Why were square waves used in old hardware instead of sine waves?

This answer here postulates that to actually generate a square wave (or any other abstract wave-shape) you have to layer multiple sine waves on top of each other. Yet old hardware (Commodore, NES, etc) lacked sine wave channels and instead relied heavily on square pulse-waves, triangle waves, noise and sawtooth waves. I always assumed this was done because those waves are easier to generate than a simple sine wave. So,would genereating these wave shapes not be computationally more expensive? Why was it done anyway?

Solution

This answer here postulates that to actually generate a square wave […] you have to layer multiple sine waves on top of each other.

Not really, it just describes how a square wave can be analyzed to prove certain facts about its sound - how much energy is in each frequency band and such. This is somewhat similar to how every integer can be factored into one or more smaller prime factors (15=3×5) which is useful when analyzing algorithms but still doesn't change how we came up with the original number (maybe counting 15 sheep).

Separating a "complex" wave into sinusoidal components are very useful mathematically, but does not tell us the mechanism behind its original creation.

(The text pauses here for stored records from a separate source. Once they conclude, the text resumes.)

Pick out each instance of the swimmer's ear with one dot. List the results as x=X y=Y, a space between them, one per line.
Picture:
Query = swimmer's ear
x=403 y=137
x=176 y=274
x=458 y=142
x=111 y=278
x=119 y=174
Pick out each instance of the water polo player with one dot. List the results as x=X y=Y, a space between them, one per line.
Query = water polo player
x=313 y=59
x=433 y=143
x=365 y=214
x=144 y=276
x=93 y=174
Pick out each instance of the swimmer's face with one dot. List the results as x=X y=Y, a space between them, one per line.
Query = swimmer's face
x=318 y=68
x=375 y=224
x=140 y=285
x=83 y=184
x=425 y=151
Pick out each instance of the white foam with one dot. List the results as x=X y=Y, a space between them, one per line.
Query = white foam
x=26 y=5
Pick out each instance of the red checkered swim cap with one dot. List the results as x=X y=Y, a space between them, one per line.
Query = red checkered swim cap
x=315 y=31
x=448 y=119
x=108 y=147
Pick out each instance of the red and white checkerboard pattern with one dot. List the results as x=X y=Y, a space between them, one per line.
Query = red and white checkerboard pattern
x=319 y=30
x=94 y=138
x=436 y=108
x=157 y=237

I always assumed this was done because those waves are easier to generate than a simple sine wave.

Your assumption here is correct. Starting with a digital circuit, the square wave is the easiest and cheapest waveform to create¹. Just turn a voltage on and off using a single transistor. It is also cheaper in a mass-market manufacturing context because a sine wave generator (and even a saw-tooth) made from analog electronics will require a lot of extra components in order to not drift with temperature, age, and humidity.

It is also arguably more useful in a synthesizer context than one single sine wave because it has a lot of harmonics you can modify with a filter like in the SID.

The next step on the complexity ladder is any ramp-shape, like the triangle or saw-tooth. While you can make these using analog electronics, even back in the early eighties they were typically implemented by a simple DAC driven by a digital counter. The rate of the counter determined how fast the waveform goes from 0 to MAX and thus determined the pitch.

Once you have your DAC in your computer you could use it to generate a sine wave but it requires either impossibly expensive real-time calculations or a large table of pre-calculated sine values, so it was rarely (never?) done. When computers got some useful amount of RAM and bandwidth, they quickly switched to plain arbitrary samples and never looked back.

^{1) In fact, anything else is so much more complicated that today we just do everything using simple digital pulses and just filter the result in various ways (PDM, PWM, Delta-sigma)}